At one point as she was carrying a tottering pile of bedpans, a soldier had convulsed, accidentally knocking her down, and she'd spilled the mess all over. She'd grimaced, but checked on the man and apologized, blaming own clumsiness. She'd cleaned it up herself rather than having the overworked staff do it, then continued with her work.

VI.

He wasn't sure at first if she remembered him. He'd worked at the Abbey for many years, but it wasn't unusual for the family not to recognize a name or a face who'd been there far longer than Thomas had. Sometimes he wondered if they'd notice if half the house went missing. They took it all for granted. Still, he knew he was handsomer than average, and that had been to his benefit more than once, and in the case of the Duke of Crowborough, he'd nearly made it into a small fortune. Damn the man for burning those letters.

VII.

There was little time for idle chitchat on the wards, and when a spare moment did appear, Lady Sybil usually spent it with the other nurses. They were working class girls, born worlds away from her sphere of experience, but they took to her. It wasn't sycophantic folderol either. He could tell they actually liked her from how they spoke to her. It helped that she was also a very good nurse.

Still, he had no idea if she knew who he was until the evening a voice at his elbow whispered, "Sergeant Barrow, do you have a spare cigarette?"

VIII.

He'd been more than a little startled. He'd taken his usual evening break outside and was smoking, thinking, and breathing air untainted by the scent of death for a few minutes and had let his guard down enough that he hadn't even heard her approach.

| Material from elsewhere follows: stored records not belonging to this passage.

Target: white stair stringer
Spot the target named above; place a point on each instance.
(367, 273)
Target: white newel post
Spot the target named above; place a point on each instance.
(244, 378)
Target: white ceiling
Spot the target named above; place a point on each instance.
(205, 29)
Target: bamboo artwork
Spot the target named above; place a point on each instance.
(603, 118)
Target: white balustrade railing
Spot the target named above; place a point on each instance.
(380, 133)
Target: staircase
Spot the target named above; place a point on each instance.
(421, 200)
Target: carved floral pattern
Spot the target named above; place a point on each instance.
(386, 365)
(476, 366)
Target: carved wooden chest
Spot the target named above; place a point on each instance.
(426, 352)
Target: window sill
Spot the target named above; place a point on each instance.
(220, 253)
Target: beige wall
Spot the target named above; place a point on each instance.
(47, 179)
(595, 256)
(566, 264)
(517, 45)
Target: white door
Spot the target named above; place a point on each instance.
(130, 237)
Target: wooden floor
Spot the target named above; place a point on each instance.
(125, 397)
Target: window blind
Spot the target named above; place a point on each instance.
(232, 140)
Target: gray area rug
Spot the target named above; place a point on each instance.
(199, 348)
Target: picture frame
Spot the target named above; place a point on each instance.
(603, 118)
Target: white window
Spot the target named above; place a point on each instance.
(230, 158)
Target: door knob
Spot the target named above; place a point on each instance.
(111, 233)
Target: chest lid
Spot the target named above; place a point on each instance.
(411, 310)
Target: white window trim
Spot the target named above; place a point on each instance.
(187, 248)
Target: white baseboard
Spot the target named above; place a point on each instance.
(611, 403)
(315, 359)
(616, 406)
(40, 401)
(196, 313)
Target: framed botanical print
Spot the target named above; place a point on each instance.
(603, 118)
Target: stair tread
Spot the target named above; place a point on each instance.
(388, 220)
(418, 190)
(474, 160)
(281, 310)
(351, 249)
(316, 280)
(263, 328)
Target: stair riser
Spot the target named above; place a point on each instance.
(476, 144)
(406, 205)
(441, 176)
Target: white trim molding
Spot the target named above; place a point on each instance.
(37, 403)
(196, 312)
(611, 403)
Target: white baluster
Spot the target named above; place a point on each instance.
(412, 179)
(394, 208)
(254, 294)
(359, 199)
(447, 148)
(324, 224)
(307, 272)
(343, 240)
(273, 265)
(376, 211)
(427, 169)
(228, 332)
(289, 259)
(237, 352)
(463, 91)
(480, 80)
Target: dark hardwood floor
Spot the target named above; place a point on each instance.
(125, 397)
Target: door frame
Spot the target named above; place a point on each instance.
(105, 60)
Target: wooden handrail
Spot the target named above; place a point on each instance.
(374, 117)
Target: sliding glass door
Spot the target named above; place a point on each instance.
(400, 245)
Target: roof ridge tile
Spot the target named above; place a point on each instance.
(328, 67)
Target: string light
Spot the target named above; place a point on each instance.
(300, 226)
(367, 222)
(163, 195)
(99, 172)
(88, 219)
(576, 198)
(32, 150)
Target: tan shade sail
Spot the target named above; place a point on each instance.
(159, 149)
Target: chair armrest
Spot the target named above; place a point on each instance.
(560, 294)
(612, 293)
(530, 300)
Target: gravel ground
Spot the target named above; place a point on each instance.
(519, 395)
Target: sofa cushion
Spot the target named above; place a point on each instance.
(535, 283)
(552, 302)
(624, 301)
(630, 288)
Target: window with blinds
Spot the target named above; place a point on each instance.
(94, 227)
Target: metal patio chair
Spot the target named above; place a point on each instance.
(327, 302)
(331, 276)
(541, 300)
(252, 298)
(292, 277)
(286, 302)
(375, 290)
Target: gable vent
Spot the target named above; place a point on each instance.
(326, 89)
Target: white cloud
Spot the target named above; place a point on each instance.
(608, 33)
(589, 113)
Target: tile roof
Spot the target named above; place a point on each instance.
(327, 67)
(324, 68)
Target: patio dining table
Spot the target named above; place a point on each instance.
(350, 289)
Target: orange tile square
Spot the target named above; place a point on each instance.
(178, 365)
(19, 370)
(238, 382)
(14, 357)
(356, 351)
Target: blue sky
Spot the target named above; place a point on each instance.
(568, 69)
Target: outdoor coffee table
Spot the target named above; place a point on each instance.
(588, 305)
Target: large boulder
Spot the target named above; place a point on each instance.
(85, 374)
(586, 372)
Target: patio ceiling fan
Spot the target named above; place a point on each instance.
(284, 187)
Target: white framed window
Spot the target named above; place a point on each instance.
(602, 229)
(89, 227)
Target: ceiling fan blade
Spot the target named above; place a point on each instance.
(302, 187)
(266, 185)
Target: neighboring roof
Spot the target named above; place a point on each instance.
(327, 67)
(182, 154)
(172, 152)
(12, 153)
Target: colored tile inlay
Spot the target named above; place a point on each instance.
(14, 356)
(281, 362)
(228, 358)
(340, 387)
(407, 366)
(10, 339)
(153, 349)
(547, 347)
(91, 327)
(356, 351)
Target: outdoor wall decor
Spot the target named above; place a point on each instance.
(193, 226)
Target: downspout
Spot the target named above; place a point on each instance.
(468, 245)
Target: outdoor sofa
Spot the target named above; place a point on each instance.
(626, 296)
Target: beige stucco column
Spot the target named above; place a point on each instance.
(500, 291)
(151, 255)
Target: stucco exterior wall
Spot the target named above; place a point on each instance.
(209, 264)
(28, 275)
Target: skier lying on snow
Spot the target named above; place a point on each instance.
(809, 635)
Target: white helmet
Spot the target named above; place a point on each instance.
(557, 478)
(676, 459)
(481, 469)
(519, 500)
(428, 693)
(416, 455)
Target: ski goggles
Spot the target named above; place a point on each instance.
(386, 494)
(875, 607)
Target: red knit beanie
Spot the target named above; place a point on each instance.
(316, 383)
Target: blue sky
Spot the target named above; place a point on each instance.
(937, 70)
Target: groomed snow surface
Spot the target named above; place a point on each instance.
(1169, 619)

"I'm sorry. I didn't mean to bother you," she said quickly and turned to go.

"No, that's quite alright," he said quickly, patting his pockets. "I do have one here, Lady Sybil."

"It's just Nurse Crawley here," she said, smiling as she took the cigarette and lit it from a match in her apron pocket.

IX.

"Thank you," she said, taking a practiced draw from it that showed she wasn't new to smoking. She looked left and right, then added, "I'd appreciate it if you kept my tobacco habit quiet. Papa would go into fits. I wouldn't have asked, but it's been a very long day."

"Two shifts, wasn't it? Back to back?" he asked.

She nodded and slumped against the wall, looking remarkably human. She remained silent, a trait he appreciated, smoking the cigarette nearly to its tip, then stubbing it out on the ground.

"Thank you again, Corporal," she said, disappearing inside once again.

X.

Thomas had avoided promising to keep her secret, as O'Brien would undoubtedly have noted. Nurse Crawley, as she preferred to be called, did not repeat the request again, but only because she appeared to have her own stash of cigarettes, several of which he'd caught her smoking on his own breaks. She'd given him a rather conspiratorially grin and put her finger to her lips a few times, and he'd smiled back pleasantly enough, but aside from the fact that the daughter of the earl was smoking, he'd picked up only one other clue that he could use against her.